Today I sent a survey out to the staff that I work most closely with. I wanted to get a better gauge of how people perceive my interactions with them and help me refine my personal leadership goals for this year. The funny thing to me about this survey is that I really do want honest feedback. I know I cannot be a great school leader if I don't have a good idea of my blind spots and my areas for growth. Knowing all this, though, doesn't keep some of the feedback from stinging a bit. I've been reading responses as they have been coming in and when someone has something less than favorable to say I have to really work hard to keep myself from making excuses. I know I need to take the comments for what they are and think about the actions that I need to modify. The reality is I'm getting a lot of positive feedback.
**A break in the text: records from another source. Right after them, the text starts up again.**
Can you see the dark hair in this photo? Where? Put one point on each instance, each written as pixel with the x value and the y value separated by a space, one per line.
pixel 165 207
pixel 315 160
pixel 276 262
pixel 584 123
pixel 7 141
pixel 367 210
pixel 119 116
I need to work hard to keep myself from feeling defeated by the areas for continued growth.
Here are some things I know I need to focus on in the next few weeks:
1. Giving positive feedback to all staff members, not just teachers.
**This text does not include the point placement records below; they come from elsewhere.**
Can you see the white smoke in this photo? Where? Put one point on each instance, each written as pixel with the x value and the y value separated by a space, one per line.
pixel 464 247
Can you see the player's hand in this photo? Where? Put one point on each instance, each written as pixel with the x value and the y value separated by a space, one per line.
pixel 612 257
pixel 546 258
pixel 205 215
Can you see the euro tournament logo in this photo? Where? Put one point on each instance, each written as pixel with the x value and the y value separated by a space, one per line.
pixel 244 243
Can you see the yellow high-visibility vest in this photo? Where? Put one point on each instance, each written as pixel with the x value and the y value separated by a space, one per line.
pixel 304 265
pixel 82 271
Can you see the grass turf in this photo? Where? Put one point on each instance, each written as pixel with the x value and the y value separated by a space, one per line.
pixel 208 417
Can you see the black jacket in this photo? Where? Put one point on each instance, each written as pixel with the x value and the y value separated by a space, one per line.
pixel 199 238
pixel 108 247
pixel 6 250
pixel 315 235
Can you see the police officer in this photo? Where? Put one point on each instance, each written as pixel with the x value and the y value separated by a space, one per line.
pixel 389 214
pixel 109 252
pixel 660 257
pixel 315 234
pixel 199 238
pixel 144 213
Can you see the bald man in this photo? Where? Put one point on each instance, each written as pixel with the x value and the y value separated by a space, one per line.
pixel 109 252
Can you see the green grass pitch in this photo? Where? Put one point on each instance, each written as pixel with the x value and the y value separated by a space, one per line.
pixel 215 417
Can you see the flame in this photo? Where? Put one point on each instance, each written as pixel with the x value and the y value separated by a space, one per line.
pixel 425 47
2. Reach out to people I haven't gone to yet for input on systems and operations.
3. Be as present in the main building as I am in the annex.
To be successful in these three areas I am going to have to process through my feelings about my place in our school community more. I feel myself wanting to keep a certain distance because my time is *theoretically* limited, but at the same time I really want to be a part of the community. I want to develop long-lasting relationships with staff and families. I wonder what I'm so scared of that I feel like I need to keep this distance - they'll forget about me...the work I do won't be enough...I won't be successful in the future and I'll prove people right...???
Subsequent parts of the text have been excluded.